Gabriel will Kommunen stärken

Gabriel betonte, dass vor allem die Investitionskraft der Kommunen wieder gestärkt werden müsse. Sie haben nach den Worten des Ministers früher zwei Drittel der öffentlichen Baumaßnahmen getragen, heute seien es noch 40 bis 50 Prozent. Das liegt nicht zuletzt an den höheren Sozialausgaben, die ihnen der Bund auferlegt hat. Nun übernimmt der Bund wieder mehr Soziallasten, wie zuletzt die Grundsicherung im Alter.

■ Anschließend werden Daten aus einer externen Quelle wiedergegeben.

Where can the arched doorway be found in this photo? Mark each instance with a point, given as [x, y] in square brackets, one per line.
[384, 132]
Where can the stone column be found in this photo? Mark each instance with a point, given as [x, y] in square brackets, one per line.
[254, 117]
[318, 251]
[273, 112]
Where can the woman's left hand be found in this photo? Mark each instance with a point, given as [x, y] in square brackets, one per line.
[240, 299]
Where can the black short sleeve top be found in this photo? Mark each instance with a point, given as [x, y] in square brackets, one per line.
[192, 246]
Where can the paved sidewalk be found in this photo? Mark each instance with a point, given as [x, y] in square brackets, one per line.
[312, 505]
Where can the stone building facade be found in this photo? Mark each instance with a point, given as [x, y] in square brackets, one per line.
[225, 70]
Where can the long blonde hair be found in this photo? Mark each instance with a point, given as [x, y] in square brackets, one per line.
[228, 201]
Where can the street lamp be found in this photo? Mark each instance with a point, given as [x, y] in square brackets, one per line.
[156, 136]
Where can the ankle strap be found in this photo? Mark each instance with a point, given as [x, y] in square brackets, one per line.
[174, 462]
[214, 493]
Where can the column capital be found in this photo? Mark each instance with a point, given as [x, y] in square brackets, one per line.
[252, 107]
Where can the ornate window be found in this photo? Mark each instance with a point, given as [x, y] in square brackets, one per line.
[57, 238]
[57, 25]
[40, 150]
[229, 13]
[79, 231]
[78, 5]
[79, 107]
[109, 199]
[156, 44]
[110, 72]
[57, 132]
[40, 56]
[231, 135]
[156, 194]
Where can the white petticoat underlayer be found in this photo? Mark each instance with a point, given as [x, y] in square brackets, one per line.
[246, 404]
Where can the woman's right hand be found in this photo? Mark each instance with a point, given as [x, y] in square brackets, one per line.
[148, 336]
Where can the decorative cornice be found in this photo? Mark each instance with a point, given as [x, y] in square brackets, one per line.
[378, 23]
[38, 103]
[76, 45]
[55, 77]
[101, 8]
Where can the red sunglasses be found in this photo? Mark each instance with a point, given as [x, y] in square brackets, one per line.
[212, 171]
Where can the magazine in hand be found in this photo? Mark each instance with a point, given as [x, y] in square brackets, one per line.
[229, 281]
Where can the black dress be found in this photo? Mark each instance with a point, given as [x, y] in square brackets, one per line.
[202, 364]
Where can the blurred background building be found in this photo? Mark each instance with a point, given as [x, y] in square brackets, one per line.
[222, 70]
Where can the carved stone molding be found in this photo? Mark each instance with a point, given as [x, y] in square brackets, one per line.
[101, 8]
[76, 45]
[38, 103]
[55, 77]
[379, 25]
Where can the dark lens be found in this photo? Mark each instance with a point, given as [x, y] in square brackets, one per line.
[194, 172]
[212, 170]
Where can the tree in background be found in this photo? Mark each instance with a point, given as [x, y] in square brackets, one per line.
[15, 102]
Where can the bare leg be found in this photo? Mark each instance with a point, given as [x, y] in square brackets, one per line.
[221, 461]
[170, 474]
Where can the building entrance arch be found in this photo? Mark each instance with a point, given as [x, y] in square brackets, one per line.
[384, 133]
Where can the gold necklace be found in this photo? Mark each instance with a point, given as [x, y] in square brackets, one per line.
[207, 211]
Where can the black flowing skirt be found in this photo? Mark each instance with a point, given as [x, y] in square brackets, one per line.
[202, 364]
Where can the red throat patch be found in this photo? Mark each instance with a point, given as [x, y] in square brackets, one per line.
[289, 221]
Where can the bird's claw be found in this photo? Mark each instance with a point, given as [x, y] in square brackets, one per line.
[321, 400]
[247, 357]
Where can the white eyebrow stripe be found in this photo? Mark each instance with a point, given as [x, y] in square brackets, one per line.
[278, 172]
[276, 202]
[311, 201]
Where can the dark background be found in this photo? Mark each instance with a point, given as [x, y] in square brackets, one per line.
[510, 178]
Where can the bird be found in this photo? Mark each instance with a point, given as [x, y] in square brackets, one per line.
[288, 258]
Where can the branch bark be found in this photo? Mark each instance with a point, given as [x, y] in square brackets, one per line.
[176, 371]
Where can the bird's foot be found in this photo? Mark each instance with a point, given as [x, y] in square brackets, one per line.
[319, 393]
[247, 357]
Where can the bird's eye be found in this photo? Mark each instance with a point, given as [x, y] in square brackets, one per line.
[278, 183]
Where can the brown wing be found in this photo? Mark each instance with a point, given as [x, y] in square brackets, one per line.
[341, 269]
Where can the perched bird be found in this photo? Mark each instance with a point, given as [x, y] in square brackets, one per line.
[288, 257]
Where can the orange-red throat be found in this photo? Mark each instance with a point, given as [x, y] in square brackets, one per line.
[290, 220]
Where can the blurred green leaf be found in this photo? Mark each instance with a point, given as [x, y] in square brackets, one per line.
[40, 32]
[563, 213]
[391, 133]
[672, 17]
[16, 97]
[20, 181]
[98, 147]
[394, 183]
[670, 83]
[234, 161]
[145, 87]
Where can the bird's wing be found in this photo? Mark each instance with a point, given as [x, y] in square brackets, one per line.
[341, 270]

Die Fratzscher-Kommission schlägt zur zusätzlichen Stärkung der kommunalen Finanzkraft drei Maßnahmen vor. Zum einen sollte, über die schon beschlossenen Hilfen des Bundes hinaus, ein Nationaler Investitionspakt geschaffen werden - Fratzscher forderte ein Volumen von 15 Milliarden Euro, um den "Substanzverzehr" bei Straßen oder Brücken aufzufangen. Zweitens sollte eine neue Infrastrukturgesellschaft für Kommunen diese bei der Planung von Vorhaben und bei der Beschaffung unterstützen, um die Wirtschaftlichkeit der Projekte zu erhöhen. Gabriel wies darauf hin, dass Städte und Gemeinden in den letzten Jahren Personal in den Bauabteilungen abgebaut hätten. Der dritte Vorschlag zielt darauf, die Kooperation von Kommunen bei Projekten besser zu bündeln und zu unterstützen. Der Deutsche Städtetag und der Verband Deutscher Verkehrsunternehmen reagierten positiv auf die Vorschläge.